The Tethys
Ocean separated Africa and Europe during the Jurassic and Cretaceous periods but
was mostly eliminated as a result of the collision of the continents. Elements
of this ocean survive today as the Mediterranean, Black, Caspian, and Aral Seas.
The
Mediterranean Sea maintained its connection to the Atlantic and Indo-Pacific
Oceans until early in the Miocene when it was reduced with the joining of the
two continents along the Middle East front around 14 million years ago (mya).
This joining of the two continents began a gradual change to a more arid
Mediterranean climate.The Mediterranean Sea connection to the Atlantic Ocean was maintained through various avenues (see figure below) until the closure of the Rifean Corridor in the early Messinian.
The closure of the Atlantic access precipitated a rapid environmental and climatic change driven by high evaporation rates in the Mediterranean Sea and the inability of riverine sources to replenish the water loss. This event is generally referred to as the Messinian Salinity Crisis and a rough timeline is as follows:
· 5.96 mya – Closure of the Rifean
Corridor and partial dessication of the Red Sea
· 5.8 mya – Mediterranean almost dries
out. Massive dessication leaves a deep, dry basin 3 to 5 km below sea level
with a few hyper-saline pockets
· 5.5 mya – Less dry climatic
conditions ensue resulting in more fresh water from the rivers. This fresh
water progressively fills the basins and dilutes hyper-saline pockets into larger
pockets of brackish water
· 5.33 mya – Zanclean flood. Strait of
Gibraltar opens up, quickly filling the Mediterranean with water from the
Atlantic Ocean. The end of the crisis.
As described
in Progeo Piemonte (Climate variability and past environmental changes: lessons
from the Messinian record of the Tertiary Piemonte Basin), “In less than a
million years, deep sea sediments are replaced by shallow sea deposits,
continental deposits, lacustrine sediments and eventually deep sea sediments.”
According to
Nesteroff (The Sedimentary History of the Mediterranean during the Neocene),
all of the Messinian deposits they encountered during their drilling explorations
in the region “proved to be evaporitic species comprised of dolomitic marls
interbedded with massive gypsum, anhydrite and halite.” On land, they found
that, in the same period, The Tortonian blue marls were suddenly replaced by
either evaporitic series or by lacustrine and continental deposits.
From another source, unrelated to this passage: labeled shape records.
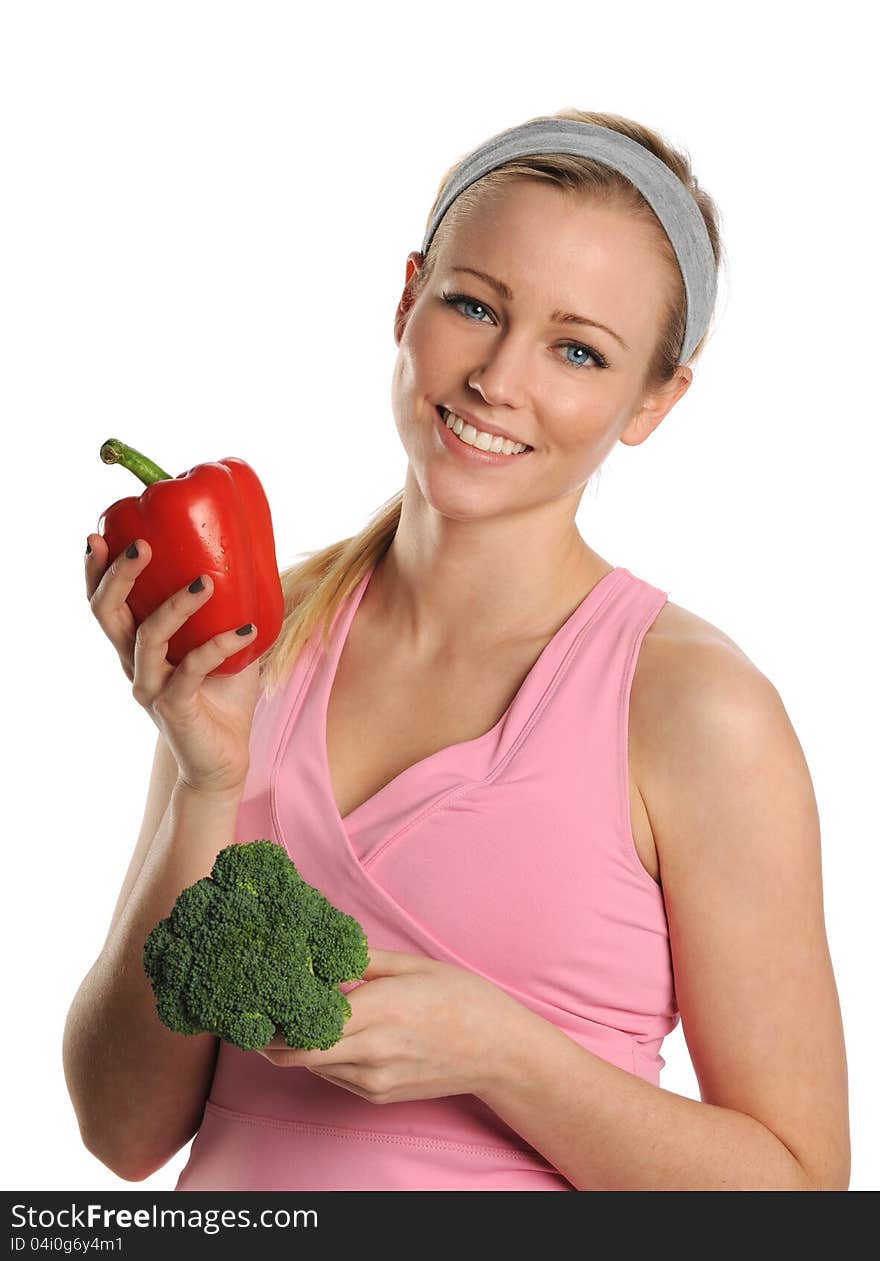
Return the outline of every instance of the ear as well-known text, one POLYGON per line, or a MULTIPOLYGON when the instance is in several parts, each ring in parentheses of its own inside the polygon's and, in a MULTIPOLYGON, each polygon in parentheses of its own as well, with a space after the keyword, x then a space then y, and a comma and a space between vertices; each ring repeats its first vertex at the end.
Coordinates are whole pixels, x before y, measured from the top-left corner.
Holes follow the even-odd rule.
POLYGON ((416 300, 414 293, 415 281, 419 279, 419 272, 425 265, 425 259, 419 250, 411 250, 406 256, 406 280, 403 281, 403 291, 401 294, 401 300, 397 304, 397 310, 395 311, 395 342, 397 346, 401 343, 403 337, 403 329, 406 328, 406 318, 416 300))
POLYGON ((693 380, 690 368, 680 367, 671 381, 646 395, 642 406, 628 421, 619 438, 627 446, 639 446, 657 429, 668 411, 687 392, 693 380))

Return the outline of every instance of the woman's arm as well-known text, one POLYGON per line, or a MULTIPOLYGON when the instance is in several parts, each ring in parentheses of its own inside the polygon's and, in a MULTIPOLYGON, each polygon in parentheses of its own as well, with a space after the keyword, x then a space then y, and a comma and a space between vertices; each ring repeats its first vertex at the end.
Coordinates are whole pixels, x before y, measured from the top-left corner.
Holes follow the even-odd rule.
POLYGON ((702 1102, 521 1008, 480 1097, 577 1189, 846 1190, 847 1068, 819 823, 775 689, 717 643, 648 697, 639 781, 702 1102), (672 695, 674 689, 674 695, 672 695))

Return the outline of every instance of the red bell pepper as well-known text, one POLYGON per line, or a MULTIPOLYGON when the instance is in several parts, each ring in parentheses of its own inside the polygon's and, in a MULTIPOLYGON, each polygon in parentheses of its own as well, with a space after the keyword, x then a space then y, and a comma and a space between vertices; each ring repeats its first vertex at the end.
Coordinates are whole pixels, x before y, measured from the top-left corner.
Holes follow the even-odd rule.
POLYGON ((122 464, 146 485, 140 498, 117 499, 98 521, 111 560, 135 538, 150 545, 153 559, 126 601, 135 624, 199 574, 209 574, 214 593, 171 636, 168 661, 178 666, 213 636, 252 622, 255 639, 209 677, 237 675, 275 643, 284 619, 272 517, 256 473, 229 456, 173 478, 115 438, 102 445, 101 459, 122 464))

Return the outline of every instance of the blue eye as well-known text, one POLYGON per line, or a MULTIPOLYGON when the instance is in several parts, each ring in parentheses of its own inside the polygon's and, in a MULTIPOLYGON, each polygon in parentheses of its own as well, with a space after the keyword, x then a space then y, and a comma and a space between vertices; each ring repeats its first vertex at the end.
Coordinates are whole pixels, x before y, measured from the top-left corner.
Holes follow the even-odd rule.
MULTIPOLYGON (((480 306, 484 311, 489 310, 485 303, 480 303, 475 298, 469 298, 466 294, 443 294, 441 296, 444 303, 446 303, 449 306, 461 306, 466 304, 469 306, 480 306)), ((464 318, 470 319, 469 315, 465 315, 464 318)), ((474 323, 479 324, 480 320, 475 320, 474 323)), ((603 354, 600 354, 599 351, 594 351, 591 346, 584 346, 582 342, 561 342, 560 344, 565 349, 570 348, 574 351, 582 351, 586 356, 589 356, 594 361, 598 368, 608 367, 608 359, 603 354)), ((577 369, 588 367, 588 364, 584 361, 581 361, 580 363, 575 363, 572 359, 566 359, 566 366, 577 369)))

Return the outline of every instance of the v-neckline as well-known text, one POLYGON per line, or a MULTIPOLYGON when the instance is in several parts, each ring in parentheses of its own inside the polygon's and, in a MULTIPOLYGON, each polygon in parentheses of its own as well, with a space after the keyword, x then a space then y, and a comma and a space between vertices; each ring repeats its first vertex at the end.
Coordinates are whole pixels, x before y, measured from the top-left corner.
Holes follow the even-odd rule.
POLYGON ((586 595, 580 601, 580 604, 577 604, 576 608, 572 609, 572 612, 565 619, 565 622, 562 623, 562 625, 551 636, 551 638, 543 646, 543 648, 541 649, 538 657, 533 662, 531 670, 528 671, 528 673, 523 678, 522 683, 517 689, 513 699, 511 700, 511 704, 507 706, 507 709, 504 710, 504 712, 502 714, 502 716, 498 719, 498 721, 494 723, 489 728, 488 731, 483 731, 482 735, 475 735, 470 740, 458 740, 455 744, 446 744, 441 749, 435 749, 434 753, 429 753, 426 757, 419 758, 417 762, 414 762, 408 767, 405 767, 402 770, 398 770, 397 774, 392 779, 388 779, 387 783, 382 784, 381 788, 377 788, 374 793, 371 793, 369 797, 366 797, 359 805, 357 805, 345 816, 343 816, 343 815, 339 813, 339 807, 337 805, 335 792, 333 789, 333 777, 330 774, 330 759, 329 759, 328 750, 327 750, 327 719, 328 719, 328 714, 329 714, 329 710, 330 710, 330 697, 333 695, 333 686, 334 686, 334 683, 337 681, 337 675, 339 672, 339 662, 342 661, 342 654, 345 651, 345 644, 347 644, 348 637, 349 637, 349 634, 352 632, 352 624, 354 622, 354 618, 357 617, 357 612, 358 612, 358 608, 361 607, 361 601, 363 600, 363 596, 364 596, 364 594, 367 591, 367 588, 369 586, 369 581, 371 581, 373 574, 376 572, 376 565, 377 564, 378 564, 378 561, 374 561, 369 566, 369 569, 367 570, 367 572, 361 579, 359 586, 354 589, 354 591, 349 595, 348 601, 345 604, 343 604, 343 607, 342 607, 342 610, 340 610, 342 612, 342 622, 337 624, 337 628, 335 628, 335 630, 332 634, 330 649, 329 649, 329 653, 328 653, 327 660, 324 662, 324 677, 323 677, 323 681, 321 681, 321 695, 320 695, 320 704, 319 704, 319 712, 320 712, 319 745, 320 745, 321 774, 323 774, 323 778, 324 778, 324 783, 325 783, 327 794, 328 794, 328 798, 329 798, 329 802, 330 802, 330 807, 332 807, 333 813, 335 816, 335 820, 339 823, 339 826, 340 826, 340 828, 342 828, 342 831, 343 831, 343 834, 344 834, 344 836, 345 836, 347 840, 349 840, 348 827, 350 825, 350 821, 356 816, 361 815, 362 812, 366 812, 367 808, 372 807, 373 803, 377 802, 381 797, 385 797, 387 793, 390 793, 401 782, 401 779, 403 779, 405 777, 411 776, 417 769, 422 769, 424 767, 434 763, 437 758, 445 757, 453 749, 463 749, 463 748, 470 748, 470 747, 475 748, 475 747, 483 744, 484 741, 488 741, 492 738, 494 738, 497 735, 498 730, 507 721, 507 719, 508 719, 511 711, 513 710, 514 705, 517 704, 517 701, 519 700, 519 697, 524 692, 526 687, 528 686, 530 680, 532 680, 535 677, 535 675, 537 673, 537 671, 541 668, 542 662, 550 654, 550 652, 552 651, 553 646, 559 642, 559 639, 562 637, 562 634, 565 633, 565 630, 572 624, 572 622, 575 622, 575 619, 580 618, 586 612, 588 605, 591 607, 595 603, 595 600, 599 598, 599 595, 604 594, 605 588, 610 584, 610 580, 613 578, 615 578, 617 575, 620 575, 623 572, 628 572, 624 569, 624 566, 615 565, 613 569, 610 569, 605 574, 603 574, 603 576, 599 579, 599 581, 596 581, 596 583, 593 584, 593 586, 586 593, 586 595))

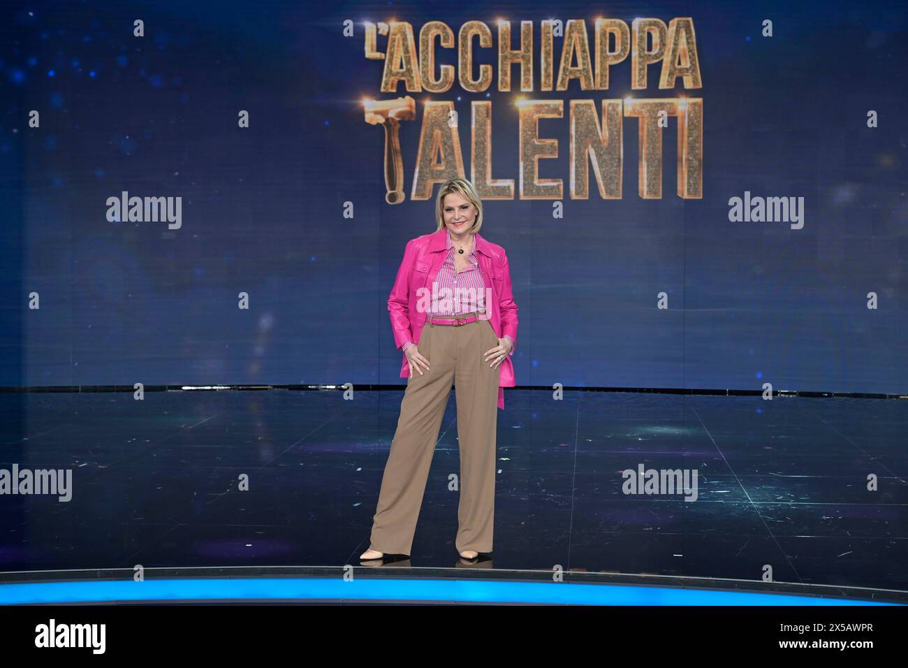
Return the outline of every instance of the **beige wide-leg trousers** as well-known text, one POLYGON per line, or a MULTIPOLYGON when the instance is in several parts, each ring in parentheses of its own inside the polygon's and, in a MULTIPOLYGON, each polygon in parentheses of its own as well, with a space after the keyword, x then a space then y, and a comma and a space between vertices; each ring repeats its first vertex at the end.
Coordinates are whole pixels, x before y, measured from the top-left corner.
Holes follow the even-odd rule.
POLYGON ((414 369, 413 377, 407 382, 373 516, 372 550, 388 554, 410 553, 453 381, 460 445, 460 503, 455 546, 458 552, 492 551, 501 368, 489 368, 484 354, 498 344, 498 338, 488 320, 458 325, 427 322, 423 326, 418 347, 429 360, 429 370, 422 369, 423 374, 419 375, 414 369))

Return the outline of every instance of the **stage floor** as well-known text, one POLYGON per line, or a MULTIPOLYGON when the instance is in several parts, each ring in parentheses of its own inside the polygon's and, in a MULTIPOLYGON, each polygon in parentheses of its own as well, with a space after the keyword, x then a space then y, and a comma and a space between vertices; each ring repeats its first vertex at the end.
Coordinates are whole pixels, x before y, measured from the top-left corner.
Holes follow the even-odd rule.
MULTIPOLYGON (((0 571, 359 572, 402 395, 0 394, 0 469, 73 476, 68 502, 0 496, 0 571)), ((494 553, 468 567, 908 591, 906 401, 508 390, 506 405, 494 553), (625 494, 640 464, 696 470, 696 500, 625 494)), ((463 566, 455 417, 452 392, 395 576, 463 566)))

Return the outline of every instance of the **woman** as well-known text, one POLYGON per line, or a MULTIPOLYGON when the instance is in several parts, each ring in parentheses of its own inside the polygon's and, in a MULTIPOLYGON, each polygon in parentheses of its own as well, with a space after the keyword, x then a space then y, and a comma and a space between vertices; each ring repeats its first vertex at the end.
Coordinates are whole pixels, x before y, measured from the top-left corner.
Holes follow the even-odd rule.
POLYGON ((435 215, 434 234, 408 242, 388 300, 404 354, 400 377, 409 380, 360 559, 410 554, 452 382, 460 447, 456 547, 468 560, 492 551, 496 405, 505 407, 502 388, 515 384, 517 304, 504 248, 479 234, 482 203, 473 184, 446 183, 435 215))

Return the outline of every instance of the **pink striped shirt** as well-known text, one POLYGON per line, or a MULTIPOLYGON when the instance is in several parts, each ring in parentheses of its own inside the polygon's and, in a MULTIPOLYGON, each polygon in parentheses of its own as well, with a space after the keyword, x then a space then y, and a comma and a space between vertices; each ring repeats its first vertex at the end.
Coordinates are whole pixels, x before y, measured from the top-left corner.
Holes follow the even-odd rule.
MULTIPOLYGON (((450 230, 448 231, 448 235, 445 239, 448 256, 439 269, 439 274, 435 279, 433 293, 439 294, 439 298, 437 302, 433 302, 432 308, 434 310, 430 310, 430 314, 456 317, 476 311, 484 311, 486 308, 484 305, 481 308, 478 308, 476 303, 470 303, 469 300, 461 298, 459 304, 458 300, 453 299, 453 296, 456 294, 455 291, 457 290, 461 291, 461 297, 462 295, 487 294, 486 282, 479 270, 479 261, 476 259, 476 237, 472 238, 473 247, 467 256, 467 259, 469 260, 469 264, 459 272, 454 264, 455 250, 454 242, 451 241, 450 230), (446 299, 444 298, 445 295, 451 295, 452 298, 446 299)), ((511 351, 513 352, 514 340, 510 336, 502 336, 501 338, 511 342, 511 351)), ((411 345, 415 345, 415 344, 412 341, 408 341, 400 346, 400 350, 406 352, 407 348, 411 345)))

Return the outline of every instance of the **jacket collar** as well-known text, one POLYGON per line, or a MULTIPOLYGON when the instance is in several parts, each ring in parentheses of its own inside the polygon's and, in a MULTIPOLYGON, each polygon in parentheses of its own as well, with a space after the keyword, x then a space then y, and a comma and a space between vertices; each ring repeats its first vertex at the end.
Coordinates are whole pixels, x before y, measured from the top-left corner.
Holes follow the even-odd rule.
MULTIPOLYGON (((482 238, 479 232, 476 233, 476 252, 481 253, 487 257, 492 256, 492 252, 489 248, 489 242, 482 238)), ((448 246, 448 228, 442 227, 440 230, 432 234, 431 240, 429 242, 429 252, 436 253, 437 251, 443 251, 448 246)))

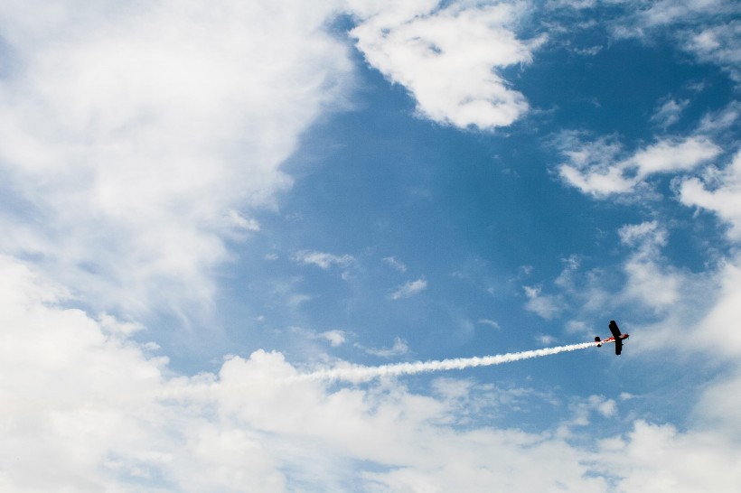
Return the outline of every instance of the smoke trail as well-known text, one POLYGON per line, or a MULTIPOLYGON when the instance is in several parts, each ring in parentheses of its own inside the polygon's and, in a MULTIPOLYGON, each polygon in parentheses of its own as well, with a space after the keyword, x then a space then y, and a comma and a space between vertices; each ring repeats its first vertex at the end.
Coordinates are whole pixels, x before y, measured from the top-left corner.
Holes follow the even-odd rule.
POLYGON ((396 377, 399 375, 414 375, 430 371, 464 369, 474 367, 501 365, 502 363, 511 363, 512 361, 529 359, 530 358, 540 358, 542 356, 549 356, 551 354, 586 349, 586 348, 595 347, 596 344, 596 342, 582 342, 581 344, 571 344, 569 346, 546 348, 543 349, 521 351, 517 353, 507 353, 495 356, 455 358, 453 359, 442 359, 440 361, 394 363, 391 365, 382 365, 380 367, 362 367, 360 365, 348 364, 338 366, 333 368, 318 370, 314 373, 306 373, 298 376, 298 378, 310 380, 342 380, 354 383, 367 382, 380 377, 396 377))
The evaporitic
deposits are primarily found in the deepest part of the sea but some fragments
are found on margins that have been tectonically uplifted.
According to
Progeo Piemonte, Messinian age rocks present in the Langhe describe a
chronological sequence of the events associated with the Messinian Salinity
Crisis:
· Marls and Mudstones – rocks derived from deep sea sediments. These rocks record the
alternation between a warm and humid climate and a cooler, less-humid one.
Microfossils in the rock point to the exact moment when the Mediterranean weas
cut off from the Atlantic.
· Gypsum selenite and laminate – These minerals were formed in water with high salinity and
point to an increased evaporation linked to the isolation of the Mediterranean
Sea.
· Sandstones and mudstones – Sediments deposited on the continent in low-salinity
waters, rich in fossil vertebrate remains and shells of lacustrine molluscs.
These remains testify to a savannah environment with temporary pools of fresh
water.
· Calcareous marl – These rocks tell the story of a re-established full connection between
the Atlantic and the Mediterranean. These rocks are rich in marine planktonic microfossils
recording a deep (around 800 m) marine basin.
· Erosion surface – This surface describes an event of rapid dismantling of sediments
caused by compressive tectonic forces.